Далее в § 3 кан. 1321 содержится презумпция вменимости субъекта: «Если совершено внешнее нарушение, то предполагается вменимость, если не явствует иного». Эти положения нормативно закрепляют презумпцию вменяемости субъекта, если иное не вытекает из обстоятельств. Российское уголовное и уголовно-процессуальное законодательство закрепляет презумпцию вменяемости субъекта преступления не прямо, а косвенно, это, в частности, вытекает из п. 3 ст. 196 УПК РФ, где установлено, что судебная экспертиза подозреваемого, обвиняемого обязательна, «когда возникает сомнение в его вменяемости…».
Кан. 1322 Кодекса включает еще одно положение, касающееся субъекта преступления: «Те, кто обычно не в состоянии пользоваться здравым рассудком, считаются неспособными к преступлению — даже в том случае, если, преступая закон или предписание, они казались здоровыми». Данная норма демонстрирует четкое понимание канонистами различия между вменяемостью (вменимостью — по терминологии Кодекса) и виной. Вменимость понимается как способность лица к преступлению, а реализация этой способности выражается в виновном отношении лица к содеянному.
Кан. 1323 перечисляет основания, исключающие применение наказания. К их числу относятся: недостижение возраста, ошибка в праве, физическое принуждение и случай, состояние сильного страха, крайняя необходимость, необходимая оборона, неспособность к здравому суждению и фактическая ошибка, связанная с состоянием крайней необходимости или необходимой обороны. Остановимся на некоторых из перечисленных обстоятельств, имеющих отношение к субъективным признакам преступления.

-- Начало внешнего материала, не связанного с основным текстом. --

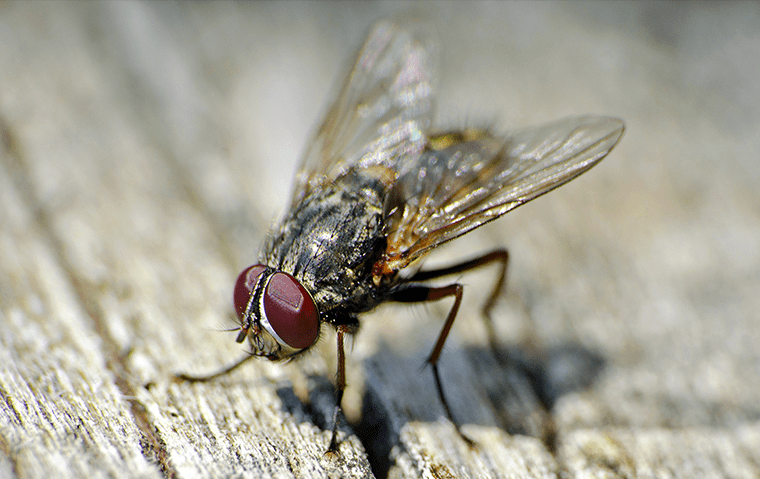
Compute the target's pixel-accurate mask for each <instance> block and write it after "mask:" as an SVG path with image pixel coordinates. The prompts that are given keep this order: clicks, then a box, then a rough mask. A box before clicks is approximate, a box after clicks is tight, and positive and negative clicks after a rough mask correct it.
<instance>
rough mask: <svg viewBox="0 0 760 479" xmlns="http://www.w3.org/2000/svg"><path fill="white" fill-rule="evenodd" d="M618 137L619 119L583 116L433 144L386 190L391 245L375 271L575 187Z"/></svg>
mask: <svg viewBox="0 0 760 479" xmlns="http://www.w3.org/2000/svg"><path fill="white" fill-rule="evenodd" d="M623 130H624V125H623V122H622V121H620V120H618V119H616V118H607V117H594V116H585V117H574V118H567V119H564V120H560V121H557V122H554V123H549V124H547V125H544V126H540V127H537V128H530V129H525V130H519V131H515V132H512V133H510V134H508V135H507V136H506V137H502V138H498V137H495V136H493V135H491V134H490V133H488V132H486V131H478V130H474V131H464V132H451V133H447V134H443V135H439V136H434V137H431V138H430V141H429V145H428V148H427V149H426V150H425V151H424V152H423V153H422V154H421V155H420V156H419V157H417V158H416V159H414V161H413V162H411V163H408V164H405V165H404V172H403V174H402V175H401V176H400V177H399V178H398V180H397V181H396V183H395V184H394V186H393V188H392V190H391V193H390V196H389V198H388V202H387V205H386V216H387V219H386V227H387V231H388V246H387V250H386V253H385V256H384V258H383V259H382V260H381V261H380V263H379V264H378V265H377V266H376V268H379V269H376V271H378V272H383V273H384V274H390V273H392V272H395V271H398V270H400V269H402V268H404V267H405V266H407V265H408V264H409V263H411V262H412V261H414V260H415V259H417V258H419V257H420V256H421V255H423V254H425V253H427V252H428V251H430V250H431V249H432V248H434V247H436V246H438V245H440V244H441V243H444V242H446V241H450V240H452V239H454V238H456V237H458V236H460V235H463V234H464V233H467V232H468V231H470V230H472V229H474V228H477V227H478V226H481V225H483V224H485V223H487V222H489V221H491V220H494V219H496V218H498V217H499V216H501V215H503V214H504V213H506V212H508V211H510V210H512V209H514V208H516V207H518V206H520V205H522V204H524V203H527V202H528V201H530V200H532V199H534V198H536V197H538V196H540V195H542V194H544V193H547V192H549V191H551V190H552V189H554V188H556V187H558V186H560V185H562V184H564V183H566V182H568V181H570V180H572V179H573V178H575V177H576V176H578V175H580V174H581V173H583V172H584V171H586V170H588V169H589V168H591V167H592V166H594V165H595V164H596V163H598V162H599V161H600V160H601V159H602V158H604V157H605V155H607V153H609V152H610V150H611V149H612V148H613V147H614V146H615V144H616V143H617V142H618V140H619V139H620V137H621V136H622V134H623Z"/></svg>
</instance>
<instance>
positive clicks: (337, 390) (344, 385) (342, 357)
mask: <svg viewBox="0 0 760 479" xmlns="http://www.w3.org/2000/svg"><path fill="white" fill-rule="evenodd" d="M336 329H337V332H338V374H337V377H336V381H335V383H336V384H335V410H334V411H333V429H332V437H331V438H330V445H329V446H328V447H327V452H326V454H329V455H337V454H339V453H338V445H339V444H338V421H339V420H340V413H341V412H342V410H343V408H342V406H341V403H342V402H343V391H344V390H345V389H346V352H345V350H344V348H343V337H344V335H345V334H346V333H350V329H349V326H347V325H339V326H338V327H337V328H336Z"/></svg>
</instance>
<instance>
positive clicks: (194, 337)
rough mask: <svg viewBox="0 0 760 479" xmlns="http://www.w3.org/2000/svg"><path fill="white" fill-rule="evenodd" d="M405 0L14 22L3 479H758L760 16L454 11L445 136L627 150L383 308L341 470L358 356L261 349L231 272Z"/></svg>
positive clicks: (141, 9) (518, 214) (749, 8)
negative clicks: (437, 274) (532, 125)
mask: <svg viewBox="0 0 760 479" xmlns="http://www.w3.org/2000/svg"><path fill="white" fill-rule="evenodd" d="M402 7H403V5H402V4H398V3H391V4H384V3H372V4H366V3H360V4H352V3H334V4H332V3H331V4H311V3H310V4H300V3H282V4H277V3H276V4H260V5H259V4H253V5H249V4H245V5H236V4H221V3H219V4H218V3H213V4H192V5H187V6H185V5H177V4H163V3H144V4H133V3H124V2H121V3H110V4H91V3H86V4H85V3H52V4H45V3H5V2H3V3H0V134H1V135H2V143H1V144H0V258H2V260H1V261H0V477H22V478H29V477H53V476H54V477H162V476H165V477H180V478H190V477H283V478H286V477H336V478H337V477H371V476H373V475H375V476H377V477H386V476H387V477H393V478H416V477H441V478H446V477H473V478H474V477H684V478H686V477H731V478H752V477H760V399H759V398H760V347H758V344H760V313H759V312H758V311H760V294H758V292H759V291H760V208H758V205H760V188H758V186H760V164H759V163H758V161H759V160H760V127H758V125H760V83H759V82H758V81H757V71H758V70H757V69H758V60H757V58H760V28H759V27H758V25H760V8H758V4H756V3H753V4H748V3H746V4H720V5H711V4H707V5H681V4H679V5H676V6H673V5H669V4H668V5H666V4H642V5H638V4H622V3H615V4H612V5H602V4H593V5H588V4H572V5H569V4H551V3H539V4H508V5H502V4H466V5H458V4H446V5H438V4H434V5H429V7H430V8H431V9H432V10H433V12H430V14H431V16H432V17H433V18H434V19H435V20H436V21H437V22H438V23H439V25H441V30H442V32H441V38H442V48H443V52H444V55H443V84H442V85H441V93H440V95H439V96H440V102H439V104H440V110H441V114H440V119H441V122H442V124H444V125H461V124H478V122H482V121H496V125H497V126H498V127H504V128H508V127H517V126H527V125H530V124H534V123H540V122H543V121H548V120H552V119H556V118H559V117H563V116H567V115H571V114H584V113H596V114H606V115H614V116H618V117H621V118H623V119H624V120H625V121H626V124H627V132H626V134H625V136H624V137H623V140H622V142H621V144H620V145H619V146H618V147H617V148H616V149H615V150H614V151H613V153H612V154H611V155H610V157H609V158H607V159H605V160H604V162H602V164H601V165H600V166H598V167H597V168H595V169H594V170H593V171H591V172H590V173H589V174H587V175H585V176H584V177H582V178H580V179H578V180H576V181H574V182H573V183H572V184H570V185H568V186H566V187H564V188H562V189H561V190H558V191H557V192H554V193H552V194H551V195H549V196H547V197H544V198H541V199H539V200H537V201H536V202H534V203H531V204H530V205H527V206H524V207H522V208H520V209H518V210H517V211H515V212H513V213H510V214H509V215H508V216H507V217H506V218H504V219H501V220H500V221H498V222H496V223H493V224H492V225H489V226H487V227H485V228H482V229H481V230H480V231H478V232H477V233H473V234H471V235H468V236H467V237H466V238H463V239H462V240H461V241H458V242H456V243H454V244H453V245H452V246H450V247H447V248H443V249H441V251H440V252H436V254H435V255H434V257H432V258H430V260H429V264H442V263H446V262H450V261H453V260H456V259H457V258H462V257H466V256H470V255H474V254H475V253H477V252H480V251H486V250H488V249H491V248H495V247H498V246H507V247H508V248H509V249H510V252H511V258H512V260H511V266H510V271H509V286H508V293H507V294H506V295H505V296H504V298H503V300H502V301H501V302H500V303H499V305H498V308H497V310H496V312H495V316H496V318H497V330H498V333H499V339H500V342H501V349H500V350H499V351H497V354H493V353H492V351H491V350H490V349H489V348H488V347H487V346H486V344H487V343H486V338H485V332H484V329H483V326H482V322H481V321H480V318H479V317H478V305H479V304H480V302H481V301H482V299H483V296H484V293H483V292H484V291H485V290H486V289H487V288H488V285H489V284H490V282H491V281H492V276H493V273H492V272H488V271H484V272H482V273H476V274H472V275H467V276H465V277H463V278H462V279H461V281H463V282H464V283H465V285H466V289H465V298H466V299H465V304H464V306H463V310H462V312H461V313H460V318H459V319H458V324H456V325H455V327H454V331H453V334H452V338H451V340H450V342H449V343H448V344H447V347H446V349H445V351H444V355H443V358H442V363H441V367H442V371H443V376H444V378H445V381H446V387H447V393H448V395H449V397H450V401H451V403H452V407H453V409H454V414H455V415H456V416H457V417H459V418H460V420H461V422H462V423H464V424H465V426H464V431H465V432H466V433H467V434H468V435H469V436H471V437H472V438H473V439H475V440H476V442H477V444H478V447H476V448H475V449H470V448H468V447H467V446H466V445H465V444H464V443H463V442H462V441H461V440H460V439H459V438H458V437H457V436H456V434H455V432H454V429H453V427H452V426H451V424H450V423H448V422H447V421H445V420H443V419H442V416H443V411H442V409H441V407H440V405H439V404H438V401H437V397H436V394H435V391H434V388H433V383H432V378H431V377H430V373H429V371H426V370H423V369H421V365H422V361H423V359H424V358H425V356H426V354H427V353H428V352H429V349H430V348H431V347H432V344H433V341H434V339H435V336H436V334H437V332H438V328H439V327H440V324H441V318H442V315H443V314H444V313H445V308H446V305H444V304H441V305H433V306H430V307H428V308H424V307H416V308H410V307H387V308H381V309H380V310H379V311H377V312H376V313H373V314H371V315H368V316H367V317H366V318H365V320H364V322H363V325H362V328H363V329H362V331H361V333H360V334H359V336H358V337H357V338H356V339H355V341H354V342H353V347H352V350H351V352H350V355H349V371H348V374H349V376H348V380H349V389H348V391H347V392H346V415H347V418H348V422H347V423H345V422H344V425H345V427H343V429H342V431H343V436H342V438H343V443H342V445H341V457H340V458H339V459H331V458H328V457H324V456H323V454H322V453H323V451H324V449H325V447H326V445H327V442H328V441H329V423H330V414H331V410H332V406H333V394H334V390H333V388H332V386H331V383H330V381H331V378H332V377H333V375H334V370H335V354H334V339H335V338H334V335H332V334H328V335H326V337H325V338H324V340H323V341H322V342H320V345H319V347H317V348H316V350H315V351H314V352H313V353H312V354H310V355H309V356H308V357H306V358H305V359H304V360H302V361H299V362H296V363H291V364H283V365H277V364H269V363H265V362H256V363H252V364H249V365H248V366H247V367H245V368H243V369H241V370H238V371H236V372H234V373H233V374H230V375H229V376H227V377H225V378H223V379H220V380H218V381H215V382H211V383H204V384H174V383H172V382H171V381H170V377H171V375H172V374H173V373H175V372H189V373H195V374H203V373H207V372H212V371H214V370H216V369H218V368H219V367H220V366H222V365H224V364H227V363H229V362H231V361H234V360H235V359H237V358H238V357H240V356H241V355H242V354H243V350H242V348H241V347H240V346H239V345H237V344H235V343H234V337H233V336H234V335H233V333H229V332H221V330H223V329H226V328H229V327H231V326H232V325H233V323H232V321H231V319H230V318H231V313H232V311H231V305H230V296H231V286H232V283H233V281H234V279H235V275H236V274H237V272H238V271H239V270H241V269H242V268H243V267H245V266H247V265H248V264H249V263H251V262H253V261H255V259H256V258H257V256H256V253H257V249H258V246H259V244H260V242H261V240H262V238H263V236H264V234H265V232H266V229H267V228H268V226H269V225H270V224H271V222H272V221H273V220H274V219H275V218H277V216H278V215H280V214H281V213H282V210H283V208H284V206H285V203H286V201H287V199H288V198H289V184H290V179H291V175H292V173H293V170H294V167H295V166H294V165H295V162H296V160H297V158H298V155H299V152H300V151H301V149H302V148H303V142H304V141H305V138H306V137H307V134H308V131H309V129H310V128H311V127H312V126H314V125H315V123H316V121H317V120H318V119H319V116H320V112H322V111H323V109H324V106H325V101H326V98H327V95H328V92H330V91H331V88H332V85H333V83H334V82H335V81H336V80H339V79H340V75H341V74H342V68H343V67H344V65H346V64H347V62H348V60H349V59H350V57H351V55H352V54H353V52H354V50H355V49H356V48H357V47H358V46H359V44H360V42H361V40H362V38H363V34H364V33H365V32H366V30H367V29H368V28H369V26H370V25H371V23H372V22H374V21H375V20H378V19H380V18H383V17H385V16H387V15H389V14H392V13H393V12H395V11H397V10H399V9H401V8H402Z"/></svg>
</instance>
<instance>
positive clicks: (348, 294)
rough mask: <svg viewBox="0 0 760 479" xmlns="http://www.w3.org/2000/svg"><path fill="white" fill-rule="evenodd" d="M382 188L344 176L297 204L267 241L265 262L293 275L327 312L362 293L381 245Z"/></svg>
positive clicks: (289, 273) (381, 249)
mask: <svg viewBox="0 0 760 479" xmlns="http://www.w3.org/2000/svg"><path fill="white" fill-rule="evenodd" d="M386 189H387V188H386V186H385V184H384V183H382V182H381V181H379V180H377V179H375V178H362V177H361V176H359V175H346V176H345V177H344V178H343V179H342V180H341V181H339V182H336V183H333V184H330V185H329V187H325V188H319V189H316V190H313V191H311V192H310V194H309V195H307V196H306V197H305V198H303V199H302V200H301V201H300V202H298V203H297V204H296V205H295V206H294V207H293V208H292V209H291V212H290V214H289V215H288V216H287V217H286V218H285V219H284V220H283V222H282V223H281V224H280V226H278V227H277V228H276V229H275V231H274V234H273V235H272V236H271V238H270V240H269V241H268V243H267V252H266V255H265V257H266V262H267V264H270V265H273V267H275V268H276V269H278V270H280V271H285V272H287V273H289V274H291V275H292V276H293V277H294V278H296V279H297V280H298V281H299V282H300V283H301V284H303V285H304V287H306V289H308V290H309V292H310V293H311V294H312V296H313V298H314V301H315V303H316V304H317V306H318V308H319V310H320V311H323V312H324V311H328V310H330V309H333V308H334V307H336V306H338V305H340V304H341V303H344V302H346V301H348V300H350V299H351V298H353V297H355V296H356V295H364V294H366V293H367V291H365V290H366V288H368V287H369V285H370V276H371V272H372V266H373V264H374V262H375V261H376V260H377V258H378V257H379V255H380V254H381V253H382V249H383V247H384V245H385V236H384V232H383V204H384V201H385V190H386Z"/></svg>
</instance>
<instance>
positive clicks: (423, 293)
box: [391, 283, 474, 445]
mask: <svg viewBox="0 0 760 479" xmlns="http://www.w3.org/2000/svg"><path fill="white" fill-rule="evenodd" d="M462 291H463V288H462V285H461V284H459V283H454V284H450V285H448V286H442V287H440V288H434V287H430V286H421V285H408V286H405V287H403V288H402V289H399V290H398V291H396V292H394V293H393V294H392V295H391V299H392V300H393V301H397V302H399V303H422V302H427V301H438V300H439V299H443V298H446V297H449V296H454V305H453V306H452V307H451V309H450V310H449V315H448V316H447V317H446V322H445V323H444V325H443V328H442V329H441V333H440V334H439V335H438V341H436V343H435V346H434V347H433V351H432V352H431V353H430V356H429V357H428V359H427V361H426V362H427V363H428V364H429V365H430V366H432V368H433V377H434V378H435V386H436V389H438V397H439V399H440V400H441V404H442V405H443V409H444V411H446V417H448V418H449V421H451V422H452V424H454V426H455V427H456V429H457V433H459V436H460V437H461V438H462V439H463V440H464V441H465V442H467V443H468V444H470V445H473V444H474V443H473V441H472V440H471V439H470V438H468V437H467V436H465V435H464V434H463V433H462V431H461V429H460V428H459V423H458V422H457V421H456V419H454V415H453V414H452V413H451V408H450V407H449V403H448V401H446V396H445V395H444V393H443V384H442V382H441V375H440V373H439V372H438V359H439V358H440V357H441V351H442V350H443V345H444V344H445V343H446V338H447V337H448V336H449V332H450V331H451V326H452V325H453V324H454V319H456V317H457V312H458V311H459V305H460V304H461V303H462Z"/></svg>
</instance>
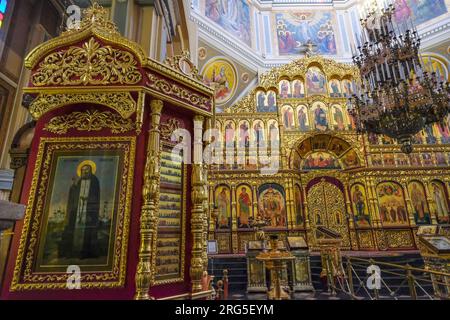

Вразрез с римской традицией Кодекс канонического права закрепляет положения о заблуждении в праве в качестве основания, исключающего наказание: «Никакому наказанию не подлежит тот, кто, нарушив закон или предписание… не по своей вине, не знал о том, что он нарушает закон или предписание; к неведению приравниваются также невнимательность и ошибка» (п. 2-е кан. 1323). Как следует из Кодекса, заблуждение в законе или предписании является релевантным при условии, что оно допущено не по вине лица.
Такое же значение имеет, если нарушение закона произошло «в силу случайности, которой он (нарушитель — С.Д.) не мог предвидеть или же, предвидя ее, не сумел избежать» (п. 3-е кан. 1323).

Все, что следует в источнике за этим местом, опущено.